No chance of the FSA falling into that trap, then. But after a lifetime of working with actuaries, I am equally well aware of the dangers of composing solutions of Byzantine complexity which, once exposed to the realities of the commercial world, generate absurd and unexpected outcomes.
Let's look at an example. I am one of those people who believes the better than best rules are a good thing. They prevent providers buying IFA distribution capacity and abusing their ownership to drive up the sale of their own products. Nobody has yet given me a cogent reason why a provider would buy an IFA other than to influence the volume of its own products that are sold. I hear the pious “we regard this as an excellent investment in its own right” but that sounds to me like a triumph of hope over experience.
Still, somehow, the FSA has persuaded itself that the existing rules are arbitrary in nature and should be done away with. It then comes up with no fewer than six paragraphs of “safeguards”. Hence a simple mechanism designed to avoid a potentially damaging conflict of interest goes, to be replaced by a complex set of rules designed to limit the damage that would never have been risked had the rule been not been done away with in the first place. Amazing.

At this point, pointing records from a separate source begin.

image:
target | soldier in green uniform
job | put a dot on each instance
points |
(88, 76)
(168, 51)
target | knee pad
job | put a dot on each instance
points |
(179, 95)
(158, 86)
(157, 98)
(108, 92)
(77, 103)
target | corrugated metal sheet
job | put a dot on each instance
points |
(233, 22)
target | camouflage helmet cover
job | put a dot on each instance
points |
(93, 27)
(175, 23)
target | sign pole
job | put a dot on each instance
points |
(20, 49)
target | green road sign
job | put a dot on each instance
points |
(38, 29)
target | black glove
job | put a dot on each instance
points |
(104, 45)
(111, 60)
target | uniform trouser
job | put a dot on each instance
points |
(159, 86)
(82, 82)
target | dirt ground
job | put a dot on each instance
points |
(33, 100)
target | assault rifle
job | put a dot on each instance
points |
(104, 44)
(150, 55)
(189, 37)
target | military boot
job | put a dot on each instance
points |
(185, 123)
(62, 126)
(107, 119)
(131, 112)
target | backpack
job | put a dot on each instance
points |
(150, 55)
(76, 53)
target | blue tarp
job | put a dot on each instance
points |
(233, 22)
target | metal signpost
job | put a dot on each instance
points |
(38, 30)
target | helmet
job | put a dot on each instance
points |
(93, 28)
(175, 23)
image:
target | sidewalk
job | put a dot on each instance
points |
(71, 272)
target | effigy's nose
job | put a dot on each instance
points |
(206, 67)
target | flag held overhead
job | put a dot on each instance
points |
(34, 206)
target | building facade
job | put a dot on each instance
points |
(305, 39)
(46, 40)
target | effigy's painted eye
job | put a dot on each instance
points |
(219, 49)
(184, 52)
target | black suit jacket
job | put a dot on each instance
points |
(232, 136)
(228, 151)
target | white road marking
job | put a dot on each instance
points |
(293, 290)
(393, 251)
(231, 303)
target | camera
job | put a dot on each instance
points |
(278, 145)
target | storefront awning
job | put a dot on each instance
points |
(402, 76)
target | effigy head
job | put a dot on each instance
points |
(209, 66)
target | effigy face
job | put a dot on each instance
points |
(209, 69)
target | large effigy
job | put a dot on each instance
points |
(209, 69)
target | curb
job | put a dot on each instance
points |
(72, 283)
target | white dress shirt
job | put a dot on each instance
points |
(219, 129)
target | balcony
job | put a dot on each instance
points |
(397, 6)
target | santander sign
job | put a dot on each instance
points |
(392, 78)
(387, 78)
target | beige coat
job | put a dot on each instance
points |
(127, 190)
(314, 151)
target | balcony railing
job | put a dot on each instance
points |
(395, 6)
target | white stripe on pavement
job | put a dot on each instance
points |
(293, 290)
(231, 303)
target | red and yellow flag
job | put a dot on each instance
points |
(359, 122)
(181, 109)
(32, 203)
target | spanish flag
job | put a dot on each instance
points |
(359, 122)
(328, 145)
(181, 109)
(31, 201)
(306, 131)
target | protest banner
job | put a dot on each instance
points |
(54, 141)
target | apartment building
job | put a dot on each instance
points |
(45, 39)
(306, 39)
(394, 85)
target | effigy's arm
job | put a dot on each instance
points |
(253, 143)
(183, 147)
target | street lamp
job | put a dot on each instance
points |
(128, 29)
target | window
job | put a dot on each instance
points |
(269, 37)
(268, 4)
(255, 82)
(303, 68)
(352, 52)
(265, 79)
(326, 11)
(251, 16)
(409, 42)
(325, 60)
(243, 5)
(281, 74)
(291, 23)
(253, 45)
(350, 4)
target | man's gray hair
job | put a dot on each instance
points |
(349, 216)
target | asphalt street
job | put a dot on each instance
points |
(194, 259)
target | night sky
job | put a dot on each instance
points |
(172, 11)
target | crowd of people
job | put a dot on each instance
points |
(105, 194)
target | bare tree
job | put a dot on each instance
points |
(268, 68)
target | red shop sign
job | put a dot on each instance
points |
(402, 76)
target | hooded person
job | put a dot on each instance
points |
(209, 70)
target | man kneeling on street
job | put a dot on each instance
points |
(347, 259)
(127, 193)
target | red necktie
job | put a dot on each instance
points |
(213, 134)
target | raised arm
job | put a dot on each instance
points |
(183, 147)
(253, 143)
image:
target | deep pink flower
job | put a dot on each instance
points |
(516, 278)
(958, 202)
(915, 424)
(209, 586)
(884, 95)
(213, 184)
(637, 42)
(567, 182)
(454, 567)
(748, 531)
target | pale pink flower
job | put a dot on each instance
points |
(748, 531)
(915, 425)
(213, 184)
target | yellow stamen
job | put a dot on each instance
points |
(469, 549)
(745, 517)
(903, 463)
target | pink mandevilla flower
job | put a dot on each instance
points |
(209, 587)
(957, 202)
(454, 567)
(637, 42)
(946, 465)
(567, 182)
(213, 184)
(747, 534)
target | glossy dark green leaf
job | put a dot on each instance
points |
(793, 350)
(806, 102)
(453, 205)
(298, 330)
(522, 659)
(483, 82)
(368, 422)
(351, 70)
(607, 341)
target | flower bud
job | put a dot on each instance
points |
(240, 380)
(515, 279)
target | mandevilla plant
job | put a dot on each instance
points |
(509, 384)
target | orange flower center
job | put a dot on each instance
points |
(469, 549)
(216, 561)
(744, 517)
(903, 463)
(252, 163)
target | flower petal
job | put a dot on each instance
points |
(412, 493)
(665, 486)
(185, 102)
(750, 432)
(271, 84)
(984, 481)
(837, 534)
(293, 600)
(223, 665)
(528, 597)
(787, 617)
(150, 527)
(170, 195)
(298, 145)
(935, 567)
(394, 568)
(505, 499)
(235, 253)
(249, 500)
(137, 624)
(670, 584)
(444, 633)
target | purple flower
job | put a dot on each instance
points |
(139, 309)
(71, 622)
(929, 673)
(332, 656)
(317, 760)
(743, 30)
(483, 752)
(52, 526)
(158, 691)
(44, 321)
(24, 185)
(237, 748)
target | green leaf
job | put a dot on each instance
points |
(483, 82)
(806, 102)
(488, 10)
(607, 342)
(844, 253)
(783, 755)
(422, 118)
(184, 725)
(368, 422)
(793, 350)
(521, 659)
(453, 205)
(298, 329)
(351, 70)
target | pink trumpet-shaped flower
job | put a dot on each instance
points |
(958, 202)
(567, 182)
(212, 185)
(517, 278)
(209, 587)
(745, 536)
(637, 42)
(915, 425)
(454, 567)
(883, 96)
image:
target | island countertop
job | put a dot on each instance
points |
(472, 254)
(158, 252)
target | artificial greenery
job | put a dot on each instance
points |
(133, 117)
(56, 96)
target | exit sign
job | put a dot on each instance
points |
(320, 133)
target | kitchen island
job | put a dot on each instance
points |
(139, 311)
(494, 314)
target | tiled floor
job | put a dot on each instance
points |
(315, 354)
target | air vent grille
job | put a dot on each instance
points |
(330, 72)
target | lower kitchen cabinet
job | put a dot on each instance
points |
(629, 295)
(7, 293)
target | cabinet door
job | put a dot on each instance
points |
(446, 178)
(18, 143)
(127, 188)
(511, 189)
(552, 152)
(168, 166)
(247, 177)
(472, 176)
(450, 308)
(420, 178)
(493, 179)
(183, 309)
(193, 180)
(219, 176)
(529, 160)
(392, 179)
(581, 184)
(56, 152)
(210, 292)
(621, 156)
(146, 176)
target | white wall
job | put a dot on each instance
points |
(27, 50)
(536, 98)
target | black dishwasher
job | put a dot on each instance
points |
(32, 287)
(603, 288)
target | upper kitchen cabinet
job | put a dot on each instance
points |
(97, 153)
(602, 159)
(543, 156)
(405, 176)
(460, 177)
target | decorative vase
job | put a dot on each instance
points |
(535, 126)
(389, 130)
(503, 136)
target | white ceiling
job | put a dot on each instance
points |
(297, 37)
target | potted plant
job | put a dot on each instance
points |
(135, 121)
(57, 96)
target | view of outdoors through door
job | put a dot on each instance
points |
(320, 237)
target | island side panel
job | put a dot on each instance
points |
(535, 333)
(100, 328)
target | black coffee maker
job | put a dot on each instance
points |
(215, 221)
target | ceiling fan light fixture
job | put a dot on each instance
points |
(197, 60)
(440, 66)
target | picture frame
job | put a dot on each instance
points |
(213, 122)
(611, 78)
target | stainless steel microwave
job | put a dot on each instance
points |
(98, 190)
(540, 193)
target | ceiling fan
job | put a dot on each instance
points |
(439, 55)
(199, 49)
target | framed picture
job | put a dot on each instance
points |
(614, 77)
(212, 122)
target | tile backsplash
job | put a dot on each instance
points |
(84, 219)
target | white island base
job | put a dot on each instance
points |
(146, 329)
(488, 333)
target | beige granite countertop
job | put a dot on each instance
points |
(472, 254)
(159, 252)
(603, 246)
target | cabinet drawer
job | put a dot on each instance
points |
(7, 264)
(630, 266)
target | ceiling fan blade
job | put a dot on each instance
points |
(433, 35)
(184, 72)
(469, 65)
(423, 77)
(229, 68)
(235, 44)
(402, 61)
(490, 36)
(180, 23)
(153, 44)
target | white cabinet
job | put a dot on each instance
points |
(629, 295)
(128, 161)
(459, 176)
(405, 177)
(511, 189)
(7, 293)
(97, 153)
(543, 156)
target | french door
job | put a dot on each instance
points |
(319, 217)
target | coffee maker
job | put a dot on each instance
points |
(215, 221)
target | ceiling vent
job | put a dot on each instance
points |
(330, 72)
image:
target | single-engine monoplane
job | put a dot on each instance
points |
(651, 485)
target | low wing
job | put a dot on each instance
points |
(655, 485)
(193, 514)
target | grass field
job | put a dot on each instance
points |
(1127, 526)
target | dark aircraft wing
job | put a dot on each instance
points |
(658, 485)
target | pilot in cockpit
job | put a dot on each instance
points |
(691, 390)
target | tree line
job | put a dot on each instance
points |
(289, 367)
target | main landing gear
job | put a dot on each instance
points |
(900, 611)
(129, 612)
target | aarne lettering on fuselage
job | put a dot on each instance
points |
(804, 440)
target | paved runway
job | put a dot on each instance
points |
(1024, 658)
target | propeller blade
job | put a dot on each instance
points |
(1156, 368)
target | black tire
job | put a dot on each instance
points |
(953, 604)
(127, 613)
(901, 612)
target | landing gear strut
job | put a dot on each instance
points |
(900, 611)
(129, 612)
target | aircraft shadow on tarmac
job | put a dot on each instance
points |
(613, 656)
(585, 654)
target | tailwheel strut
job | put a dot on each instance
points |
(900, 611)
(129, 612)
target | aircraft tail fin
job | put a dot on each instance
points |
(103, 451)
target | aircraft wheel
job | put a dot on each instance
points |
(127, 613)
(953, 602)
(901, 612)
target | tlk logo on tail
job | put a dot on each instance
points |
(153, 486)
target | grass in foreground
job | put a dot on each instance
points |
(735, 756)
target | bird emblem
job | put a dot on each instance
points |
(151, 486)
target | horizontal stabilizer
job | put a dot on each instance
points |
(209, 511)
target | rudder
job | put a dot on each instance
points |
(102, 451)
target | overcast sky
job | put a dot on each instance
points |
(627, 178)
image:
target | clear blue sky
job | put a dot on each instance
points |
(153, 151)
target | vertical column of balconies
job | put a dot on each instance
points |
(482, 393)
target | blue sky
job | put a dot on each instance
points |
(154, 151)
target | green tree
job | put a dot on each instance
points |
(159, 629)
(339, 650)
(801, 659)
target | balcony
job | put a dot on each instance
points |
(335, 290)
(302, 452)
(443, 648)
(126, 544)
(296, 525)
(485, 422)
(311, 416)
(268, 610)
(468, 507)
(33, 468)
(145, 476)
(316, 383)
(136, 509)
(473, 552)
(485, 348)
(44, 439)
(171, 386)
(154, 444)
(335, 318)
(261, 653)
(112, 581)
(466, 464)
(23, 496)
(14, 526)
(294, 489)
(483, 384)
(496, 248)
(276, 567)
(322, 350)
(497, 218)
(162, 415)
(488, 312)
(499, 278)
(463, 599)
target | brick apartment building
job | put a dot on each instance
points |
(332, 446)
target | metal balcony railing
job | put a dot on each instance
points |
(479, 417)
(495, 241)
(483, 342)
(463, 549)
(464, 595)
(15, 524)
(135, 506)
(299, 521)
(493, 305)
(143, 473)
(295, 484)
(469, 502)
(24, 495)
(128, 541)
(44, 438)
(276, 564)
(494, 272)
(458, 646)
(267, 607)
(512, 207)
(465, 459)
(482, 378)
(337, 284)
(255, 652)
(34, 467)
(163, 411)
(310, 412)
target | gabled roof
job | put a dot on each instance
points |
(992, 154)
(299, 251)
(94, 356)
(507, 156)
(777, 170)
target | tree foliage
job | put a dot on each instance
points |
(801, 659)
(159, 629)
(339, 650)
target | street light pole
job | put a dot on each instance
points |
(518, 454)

Worse, the FSA proposes a Blairite “middle way” of advisers who are multi-tied to as many providers as they want but who are not independent. However, they can legitimately claim in their private conversations with their clients to be “more or less independent” or “independent in all but name'. And they will claim that.
If the FSA persists with its current proposals for multi-tied agents, it will very soon find itself having to solve a whole new set of problems driven by the confusion and the potential that confusion creates for exploitation.
Let's get back to Mencken. Taking my reputation in both hands, here is a simple solution that may well work in practice but will not work in theory.
In a different part of the Treasury, we have had a bunch of fearsomely clever folk working away at their response to Sandler's recommendations. Another 45 pages of consultation document.
Presumably, once the Treasury decides on the final form of the new stakeholder products, we shall have another round of FSA consultation about how they fit into the new advice and sales framework envisaged by CP166. Indeed, I can find no reference at all in CP166 to stakeholder products other than to remind us that stakeholder pensions have already been taken out of the polarisation regime and what an earth shattering development that has proved to be.
My simple solution is this. Advice can only be given by IFAs who have a fiduciary responsibility to the client (we could resurrect uberrima fides – in good faith) and who must select products from the entire market. They must offer their clients the alternative of payment by fees for the advice. Keep the better than best requirement. Retain the indirect benefit rules. Drive up the professional standards and competence of IFAs. Only these people can call themselves “advisers”.
We then have salespeople (persuaders, to use the entirely accurate jargon of Oliver Wyman & Co) who can only sell products from the stakeholder suite but they can sell from the entire market of pro-viders. Only generic advice is given and consumer protection is based on product regulation.
At a stroke, we have established absolute clarity between advice and selling. At a stroke, we have increased the potential for consumer choice by several orders of magnitude. Provided the FSA comes up with an appropriately pragmatic regime for the regulation of the sale of stakeholder products, we will then create real potential for the rapid rebuilding of the savings ratio, with the banks and supermarkets leading the charge. Obvious, simple, neat and utterly wrong?